Ruedi Noser, Zürcher FDP-Nationalrat, Alleininhaber des ICT-Konglomerats Noser Gruppe und engagierter Befürworter der Freizügigkeit, will einen gewissen Zusammenhang zwischen den zwei Entwicklungen auch gar nicht unter den Tisch kehren. «Wir müssen offen und ehrlich sein», so seine Überzeugung. «Wir befinden uns heute in einem Wettbewerb um die Brain-Power. Damit endlich eine eigenständige Schweizer ICT-Exportindustrie entstehen kann, müssen wir Talente aus einem gleich grossen Reservoir auswählen können wie die europäische Konkurrenz», erklärt Noser. «Dies kann im Einzelfall dazu führen, dass ein Schweizer mehr Schwierigkeiten hat, einen Arbeitsplatz zu finden. Dafür haben seine Kinder später eine bessere Chance, in der ICT arbeiten zu können.»




Diese Meinung vertritt auch Jean-Luc Nordmann, Direktor für Arbeit im Seco. Nordmann relativiert allerdings die Zürcher Studie. Absolut gesehen sei die Zuwanderung im Bereich Informatik seit dem Platzen der E-Blase zurückgegangen. «Zudem ist die Freizügigkeit keine Einbahnstrasse», so Nordmann, «Schweizer können genauso in Europa arbeiten.» Gerade in Sachen Flexibilität fördert aber eine Umfrage, die der Berufsverband Swiss Engineering STV im Rahmen seiner jährlichen Salärerhebung gemacht hat, bei Informatikern markante Defizite zu Tage. Von allen untersuchten Berufsgruppen weisen sie mit gut 23 Prozent den kleinsten Anteil mit Auslanderfahrung auf.

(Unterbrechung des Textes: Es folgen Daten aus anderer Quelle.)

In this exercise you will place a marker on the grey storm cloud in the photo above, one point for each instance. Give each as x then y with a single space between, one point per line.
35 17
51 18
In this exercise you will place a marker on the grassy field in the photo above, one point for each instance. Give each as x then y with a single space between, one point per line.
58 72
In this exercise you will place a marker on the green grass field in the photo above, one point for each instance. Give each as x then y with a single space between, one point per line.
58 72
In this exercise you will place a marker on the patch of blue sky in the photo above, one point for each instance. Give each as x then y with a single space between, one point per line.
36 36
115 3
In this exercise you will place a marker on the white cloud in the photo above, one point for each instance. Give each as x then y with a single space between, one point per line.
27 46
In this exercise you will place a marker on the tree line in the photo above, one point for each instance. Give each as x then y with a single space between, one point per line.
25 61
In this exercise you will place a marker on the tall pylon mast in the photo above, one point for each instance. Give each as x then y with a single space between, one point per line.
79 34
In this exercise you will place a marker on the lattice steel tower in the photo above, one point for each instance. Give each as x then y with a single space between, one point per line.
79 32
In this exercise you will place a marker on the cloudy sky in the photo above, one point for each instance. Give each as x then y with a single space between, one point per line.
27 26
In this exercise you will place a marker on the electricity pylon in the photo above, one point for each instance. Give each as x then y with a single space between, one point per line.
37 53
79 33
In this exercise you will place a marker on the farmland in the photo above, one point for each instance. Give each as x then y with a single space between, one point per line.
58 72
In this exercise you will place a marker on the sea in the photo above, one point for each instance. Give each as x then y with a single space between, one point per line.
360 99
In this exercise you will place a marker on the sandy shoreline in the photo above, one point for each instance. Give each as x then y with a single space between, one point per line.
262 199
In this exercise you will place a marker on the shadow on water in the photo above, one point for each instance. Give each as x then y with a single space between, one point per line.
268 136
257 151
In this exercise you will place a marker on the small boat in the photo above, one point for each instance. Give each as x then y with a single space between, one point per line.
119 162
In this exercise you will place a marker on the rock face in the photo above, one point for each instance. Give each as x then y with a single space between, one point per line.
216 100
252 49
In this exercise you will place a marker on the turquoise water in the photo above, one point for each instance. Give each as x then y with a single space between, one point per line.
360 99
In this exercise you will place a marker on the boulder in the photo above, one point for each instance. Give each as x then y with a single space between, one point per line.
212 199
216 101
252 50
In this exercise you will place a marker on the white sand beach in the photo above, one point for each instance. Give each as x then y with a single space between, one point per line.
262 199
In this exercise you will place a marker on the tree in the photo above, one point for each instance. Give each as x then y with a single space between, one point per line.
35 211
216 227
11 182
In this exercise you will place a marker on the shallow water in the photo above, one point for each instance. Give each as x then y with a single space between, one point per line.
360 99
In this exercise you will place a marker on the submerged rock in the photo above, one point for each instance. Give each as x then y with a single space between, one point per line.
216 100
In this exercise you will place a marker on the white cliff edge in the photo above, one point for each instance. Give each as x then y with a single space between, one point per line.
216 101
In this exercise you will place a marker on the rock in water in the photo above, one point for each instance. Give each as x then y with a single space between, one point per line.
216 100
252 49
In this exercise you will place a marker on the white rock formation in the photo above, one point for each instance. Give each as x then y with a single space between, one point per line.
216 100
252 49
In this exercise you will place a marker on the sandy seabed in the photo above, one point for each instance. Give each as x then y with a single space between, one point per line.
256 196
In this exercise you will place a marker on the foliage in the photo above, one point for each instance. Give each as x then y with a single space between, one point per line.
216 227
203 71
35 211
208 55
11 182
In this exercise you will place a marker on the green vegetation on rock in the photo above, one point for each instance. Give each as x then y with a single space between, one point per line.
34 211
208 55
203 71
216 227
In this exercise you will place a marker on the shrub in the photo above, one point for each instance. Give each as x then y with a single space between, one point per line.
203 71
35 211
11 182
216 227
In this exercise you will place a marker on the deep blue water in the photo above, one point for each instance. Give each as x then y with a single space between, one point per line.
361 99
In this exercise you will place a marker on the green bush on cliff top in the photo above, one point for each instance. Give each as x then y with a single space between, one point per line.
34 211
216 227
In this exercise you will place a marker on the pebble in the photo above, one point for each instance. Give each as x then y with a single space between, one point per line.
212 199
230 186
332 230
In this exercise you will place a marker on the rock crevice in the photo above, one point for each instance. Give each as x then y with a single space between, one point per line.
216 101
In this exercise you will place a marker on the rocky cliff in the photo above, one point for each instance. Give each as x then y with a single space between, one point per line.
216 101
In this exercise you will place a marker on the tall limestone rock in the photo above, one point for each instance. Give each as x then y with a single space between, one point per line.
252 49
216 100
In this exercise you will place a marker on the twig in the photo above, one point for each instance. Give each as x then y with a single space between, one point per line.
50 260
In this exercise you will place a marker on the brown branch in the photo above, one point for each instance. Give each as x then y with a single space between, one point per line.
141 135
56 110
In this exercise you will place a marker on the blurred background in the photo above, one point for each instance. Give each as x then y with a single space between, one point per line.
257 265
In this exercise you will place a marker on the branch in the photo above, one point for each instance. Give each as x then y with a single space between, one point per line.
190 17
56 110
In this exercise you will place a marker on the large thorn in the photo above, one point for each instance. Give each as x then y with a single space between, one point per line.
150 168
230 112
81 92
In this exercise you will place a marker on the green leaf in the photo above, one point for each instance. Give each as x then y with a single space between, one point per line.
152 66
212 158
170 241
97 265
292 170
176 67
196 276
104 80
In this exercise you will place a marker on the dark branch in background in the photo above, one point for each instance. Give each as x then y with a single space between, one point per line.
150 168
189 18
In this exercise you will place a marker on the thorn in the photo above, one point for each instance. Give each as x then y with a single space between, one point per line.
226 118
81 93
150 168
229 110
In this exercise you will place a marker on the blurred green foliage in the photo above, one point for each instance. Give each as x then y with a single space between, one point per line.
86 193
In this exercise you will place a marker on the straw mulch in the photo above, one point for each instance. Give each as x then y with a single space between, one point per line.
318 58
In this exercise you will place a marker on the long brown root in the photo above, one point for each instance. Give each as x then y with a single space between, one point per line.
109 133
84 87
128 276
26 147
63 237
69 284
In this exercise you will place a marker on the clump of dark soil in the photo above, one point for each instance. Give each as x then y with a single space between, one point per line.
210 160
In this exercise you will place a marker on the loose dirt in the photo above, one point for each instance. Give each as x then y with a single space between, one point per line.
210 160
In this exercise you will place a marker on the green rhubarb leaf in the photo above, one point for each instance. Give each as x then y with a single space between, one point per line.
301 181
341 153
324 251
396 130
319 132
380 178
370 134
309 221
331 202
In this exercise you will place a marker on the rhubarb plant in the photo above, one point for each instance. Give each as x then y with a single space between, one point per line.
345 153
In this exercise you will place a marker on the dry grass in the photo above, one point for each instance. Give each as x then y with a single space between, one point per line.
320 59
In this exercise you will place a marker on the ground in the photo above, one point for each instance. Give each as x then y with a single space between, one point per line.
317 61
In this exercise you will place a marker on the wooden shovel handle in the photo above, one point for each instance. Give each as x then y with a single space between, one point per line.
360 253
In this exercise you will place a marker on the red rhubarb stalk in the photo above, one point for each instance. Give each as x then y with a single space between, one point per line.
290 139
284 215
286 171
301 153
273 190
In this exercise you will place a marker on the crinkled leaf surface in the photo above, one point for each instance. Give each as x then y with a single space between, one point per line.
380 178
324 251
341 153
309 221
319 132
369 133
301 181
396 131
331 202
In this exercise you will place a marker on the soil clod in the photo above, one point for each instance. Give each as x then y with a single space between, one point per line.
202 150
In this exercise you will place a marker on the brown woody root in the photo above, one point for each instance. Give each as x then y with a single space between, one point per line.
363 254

Ein flexibler Arbeitsmarkt ist auch für den Ex-Banker und SVP-Nationalrat Hans Kaufmann etwas vom Wichtigsten. Der Gegner der Erweiterung der Freizügigkeit ist denn auch nicht grundsätzlich gegen die Öffnung des Arbeitsmarktes. Bei den Hochqualifizierten sei dies nötig, so Kaufmann. Er will vielmehr die Gewerkschaften stoppen, denn die flankierenden Massnahmen sind für ihn der erste Schritt zum Mindestlohn, den er vehement ablehnt.